A bond is going to cover losses or claims that an auto dealer could generate. The possible claimants tend to the be the DMV
for incurred fines and late fees that dealers rack up.
Dealer customers are usually next up on the list of potential claimants. When we say dealer customers, this includes the public or other dealers. Wholesale dealers that sell vehicles to other car dealers often do so on hand-shakes after a certain level of trust is built. This type of arrangement can lead to claims if that wholesaler gets into a financial pickle. Those hand-shakes are suddenly not worth anything and claims arise.
Auto Auctions, banks, and other lending institutions are also another large source of bond claims in 2018. These claims happen when DMV dealers default on their loan payments.

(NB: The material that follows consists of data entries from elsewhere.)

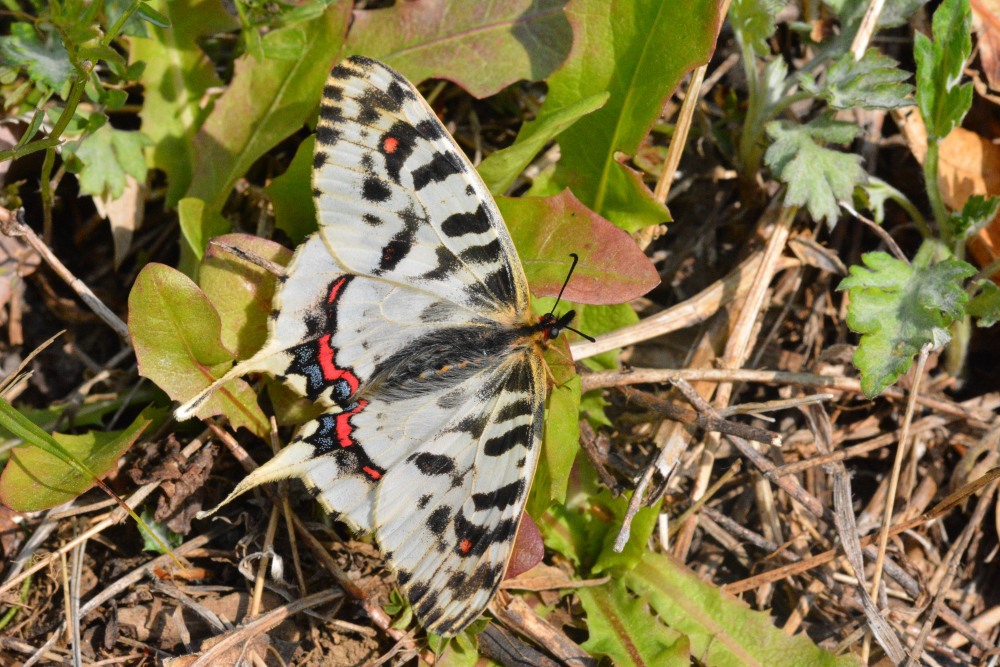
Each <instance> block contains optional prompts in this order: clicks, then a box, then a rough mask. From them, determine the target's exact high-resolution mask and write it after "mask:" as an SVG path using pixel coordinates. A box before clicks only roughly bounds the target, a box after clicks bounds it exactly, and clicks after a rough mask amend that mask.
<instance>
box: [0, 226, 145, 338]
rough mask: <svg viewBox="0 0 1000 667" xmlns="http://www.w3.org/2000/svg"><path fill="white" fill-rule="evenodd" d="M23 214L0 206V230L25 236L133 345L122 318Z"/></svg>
mask: <svg viewBox="0 0 1000 667" xmlns="http://www.w3.org/2000/svg"><path fill="white" fill-rule="evenodd" d="M23 214H24V209H18V211H17V215H12V214H11V212H10V211H9V210H7V209H4V208H0V231H2V232H3V233H4V234H6V235H7V236H20V237H22V238H24V239H25V240H26V241H27V242H28V245H30V246H31V247H32V248H34V250H35V252H37V253H38V254H39V255H40V256H41V257H42V259H44V260H45V263H46V264H48V265H49V266H50V267H51V268H52V270H53V271H55V272H56V274H57V275H58V276H59V277H60V278H62V279H63V280H64V281H65V282H66V284H67V285H69V286H70V287H71V288H72V289H73V291H74V292H76V293H77V295H78V296H79V297H80V299H82V300H83V302H84V303H85V304H87V306H88V307H89V308H90V309H91V310H92V311H94V313H95V314H96V315H97V316H98V317H99V318H101V319H102V320H104V323H105V324H107V325H108V326H109V327H111V329H112V330H114V332H115V333H116V334H118V337H119V338H121V339H122V342H124V343H125V344H126V345H128V346H129V347H131V345H132V341H131V339H130V338H129V334H128V327H127V326H126V325H125V323H124V322H122V321H121V318H119V317H118V316H117V315H115V314H114V313H113V312H111V309H110V308H108V307H107V306H105V305H104V302H102V301H101V300H100V299H98V298H97V295H96V294H94V293H93V292H92V291H91V289H90V288H89V287H87V285H86V284H85V283H84V282H83V281H82V280H80V279H79V278H77V277H76V276H74V275H73V273H72V272H71V271H70V270H69V269H68V268H66V265H65V264H63V263H62V262H60V261H59V258H58V257H56V256H55V255H54V254H53V253H52V251H51V250H49V248H48V246H46V245H45V244H44V243H43V242H42V240H41V239H40V238H38V236H37V235H36V234H35V232H34V231H33V230H32V229H31V227H29V226H28V225H26V224H25V223H24V221H23V220H22V219H21V218H22V216H23Z"/></svg>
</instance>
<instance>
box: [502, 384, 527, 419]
mask: <svg viewBox="0 0 1000 667" xmlns="http://www.w3.org/2000/svg"><path fill="white" fill-rule="evenodd" d="M522 391H523V390H522ZM531 412H532V405H531V401H530V400H529V399H526V398H525V399H521V400H518V401H514V402H513V403H508V404H507V405H505V406H503V407H502V408H500V410H498V411H497V414H496V417H495V418H494V419H495V421H496V422H497V423H499V422H505V421H509V420H511V419H517V418H518V417H527V416H529V415H531Z"/></svg>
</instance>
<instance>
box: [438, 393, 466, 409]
mask: <svg viewBox="0 0 1000 667" xmlns="http://www.w3.org/2000/svg"><path fill="white" fill-rule="evenodd" d="M467 398H468V396H467V395H466V393H465V391H463V390H462V389H456V390H455V391H449V392H448V393H446V394H441V396H439V397H438V400H437V405H438V407H439V408H443V409H445V410H454V409H455V408H457V407H458V406H460V405H462V403H464V402H465V400H466V399H467Z"/></svg>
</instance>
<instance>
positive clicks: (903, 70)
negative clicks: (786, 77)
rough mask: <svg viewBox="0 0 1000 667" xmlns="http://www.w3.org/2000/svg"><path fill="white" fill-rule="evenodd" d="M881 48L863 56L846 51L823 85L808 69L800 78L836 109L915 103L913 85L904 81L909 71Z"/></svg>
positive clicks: (812, 93)
mask: <svg viewBox="0 0 1000 667" xmlns="http://www.w3.org/2000/svg"><path fill="white" fill-rule="evenodd" d="M897 65H898V63H897V62H896V61H895V60H893V59H892V58H890V57H889V56H886V55H883V54H882V53H880V52H879V51H878V50H877V49H869V50H868V51H866V52H865V54H864V56H863V57H862V58H861V60H855V59H854V55H853V54H851V53H845V54H844V55H842V56H841V57H840V58H839V59H837V60H836V61H835V62H834V63H833V64H832V65H831V66H830V67H829V69H827V71H826V79H825V81H824V82H823V85H818V84H817V83H816V82H815V81H814V80H813V79H812V77H811V76H809V75H808V74H807V73H801V74H800V75H799V80H800V82H801V84H802V87H803V89H805V90H807V91H808V92H810V93H812V94H813V95H816V96H818V97H820V98H822V99H824V100H826V102H827V103H828V104H829V105H830V106H831V107H832V108H834V109H851V108H854V107H861V108H863V109H899V108H901V107H906V106H912V105H913V99H912V98H911V97H910V95H912V93H913V90H914V88H913V86H911V85H909V84H906V83H903V82H904V81H906V80H907V79H908V78H910V74H909V72H906V71H904V70H901V69H899V67H897Z"/></svg>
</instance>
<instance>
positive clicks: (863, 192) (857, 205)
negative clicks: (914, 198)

Surety Bond Language required by the DMV:
This is an excerpt taken from the Occupation License Form 25 (aka OL25):
WHEREAS, section 11710, Vehicle Code, requires that the Principal file or have on file with the Department a bond in the sum of $50,000
and this bond is executed and tendered in accordance therewith.
NOW THEREFORE, the conditions of the foregoing obligation are that if the Principal shall not practice any fraud or make any fraudulent
the representation which will cause a monetary loss to a purchaser, seller, financing agency, or governmental agency
; and, shall not fail to comply with
conditions set out in section 11711, then this obligation is to be void; otherwise, it is to remain in full force and effect.